In high-risk disease, different clinical trials are showing that patients with 17p deletion are the ones who will relapse the earliest, even though they initially respond beautifully. Combination strategies would be best for these patients. There are many clinical trials currently evaluating the role of combinations in this high-risk patient group.

Patients who may not be good candidates for ibrutinib monotherapy or in combination are those who have history of bleeding, such as a hemorrhage from a recent surgery, or an intracranial bleed. I would consider the use of a drug such as venetoclax in these patients. Venetoclax is approved in the United States for the treatment of patients with CLL who have relapsed/refractory disease and 17p deletion, but some of us in the field are using it off label.

Now that we have the MURANO trial data from the 2017 ASH Annual Meeting, we know that the outcomes of venetoclax in combination with rituximab are very good when compared with bendamustine and rituximab in patients with relapsed/refractory disease. It’s a drug that works as a single agent and in combination, making it is another option of care.

Until then, what role do you see acalabrutinib playing in the landscape of CLL?

There are ongoing trials comparing ibrutinib with the second-generation BTK inhibitor acalabrutinib (Calquence) in high-risk patients who have 11q deletion or 17p deletion. As of right now, both drugs are doing so well that we do not have the outcomes yet. We are all eagerly awaiting the results of this trial. Due to the success of both drugs, it will take some time for patients to relapse. Only then will we figure out once and for all which drug is better as a single agent for these high-risk patients. There was an abstract presented at the 2016 ASH Annual Meeting that showed that some patients who were responding to ibrutinib, but had to stop due to an intolerable side effect, could be salvaged with acalabrutinib and continue to have a response. Very few of them had a significant toxicity that led to a discontinuation of the drug. As of right now, acalabrutinib is only approved in the United States for relapsed/refractory mantle cell lymphoma, but it is moving toward an approval in patients with CLL. If approved, it would then be an alternative for patients who cannot tolerate venetoclax.

If a patient has severe kidney disease that is high risk for tumor lysis syndrome, perhaps acalabrutinib could be a better choice than venetoclax. We do not have that data, that is just from clinical experience. If the patient has a severe intracranial bleed that leads to debilitation, I would not choose a drug like acalabrutinib as that bleeding event may come back because the anatomy of the brain vessels is different. Therefore, perhaps not for that case specifically, but I would consider acalabrutinib for patients who have issues with arrhythmias that are causing them to discontinue ibrutinib. Or, I would suggest acalabrutinib if they have arthritis—it’s worth a shot. We have some preliminary data for the use of acalabrutinib in those situations.
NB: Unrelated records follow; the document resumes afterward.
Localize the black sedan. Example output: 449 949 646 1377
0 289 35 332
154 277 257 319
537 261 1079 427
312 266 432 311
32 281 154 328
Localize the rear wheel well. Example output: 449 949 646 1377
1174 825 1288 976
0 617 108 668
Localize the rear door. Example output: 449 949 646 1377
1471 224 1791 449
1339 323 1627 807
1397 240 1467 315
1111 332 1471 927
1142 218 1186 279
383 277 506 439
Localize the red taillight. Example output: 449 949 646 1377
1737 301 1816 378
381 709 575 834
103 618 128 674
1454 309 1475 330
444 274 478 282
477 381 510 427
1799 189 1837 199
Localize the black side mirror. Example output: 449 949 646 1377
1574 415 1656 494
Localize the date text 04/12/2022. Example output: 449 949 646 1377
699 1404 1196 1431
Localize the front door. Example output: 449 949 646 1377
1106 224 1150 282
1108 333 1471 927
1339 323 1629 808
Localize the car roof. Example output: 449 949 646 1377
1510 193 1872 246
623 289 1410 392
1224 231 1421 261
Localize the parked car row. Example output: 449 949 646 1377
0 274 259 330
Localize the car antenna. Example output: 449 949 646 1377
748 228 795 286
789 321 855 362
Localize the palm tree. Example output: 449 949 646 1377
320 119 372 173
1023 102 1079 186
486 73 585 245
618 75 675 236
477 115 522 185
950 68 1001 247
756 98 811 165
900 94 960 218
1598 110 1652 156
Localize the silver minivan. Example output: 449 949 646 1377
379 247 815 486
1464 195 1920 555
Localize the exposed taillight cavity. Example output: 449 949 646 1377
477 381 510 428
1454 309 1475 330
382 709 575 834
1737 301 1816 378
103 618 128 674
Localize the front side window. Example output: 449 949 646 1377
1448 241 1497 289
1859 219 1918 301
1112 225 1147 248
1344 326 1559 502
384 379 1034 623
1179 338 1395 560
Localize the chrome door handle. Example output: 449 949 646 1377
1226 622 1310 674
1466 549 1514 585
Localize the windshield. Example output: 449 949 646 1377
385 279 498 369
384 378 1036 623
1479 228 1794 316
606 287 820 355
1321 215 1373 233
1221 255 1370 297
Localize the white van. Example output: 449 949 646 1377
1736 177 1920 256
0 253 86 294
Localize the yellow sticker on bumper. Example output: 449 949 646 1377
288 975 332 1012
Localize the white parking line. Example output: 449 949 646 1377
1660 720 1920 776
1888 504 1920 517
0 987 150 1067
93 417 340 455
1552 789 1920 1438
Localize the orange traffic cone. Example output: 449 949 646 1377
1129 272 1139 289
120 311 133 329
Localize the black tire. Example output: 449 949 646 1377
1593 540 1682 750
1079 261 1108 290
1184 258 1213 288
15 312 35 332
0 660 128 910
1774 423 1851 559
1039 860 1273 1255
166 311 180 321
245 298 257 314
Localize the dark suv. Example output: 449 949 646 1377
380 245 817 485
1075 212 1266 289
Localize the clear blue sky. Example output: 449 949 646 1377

  1. Hillmen P, Munir T, Rawstron A, et al. Initial results of ibrutinib plus venetoclax in relapsed, refractory CLL (Bloodwise TAP CLARITY Study): high rates of overall response, complete remission and MRD eradication after 6 months of combination therapy. In: Proceedings from the 2017 ASH Annual Meeting and Exposition; December 9-12, 2017; Atlanta, Georgia. Abstract 428.
  2. Seymour JF, Kipps TJ, Eichhorst BF, et al. Venetoclax plus rituximab is superior to bendamustine plus rituximab in patients with relapsed/ refractory chronic lymphocytic leukemia - results from pre-planned interim analysis of the randomized phase 3 MURANO study. In: Proceedings from the 2017 ASH Annual Meeting and Exposition; December 9-12, 2017; Atlanta, Georgia. Abstract LBA-2.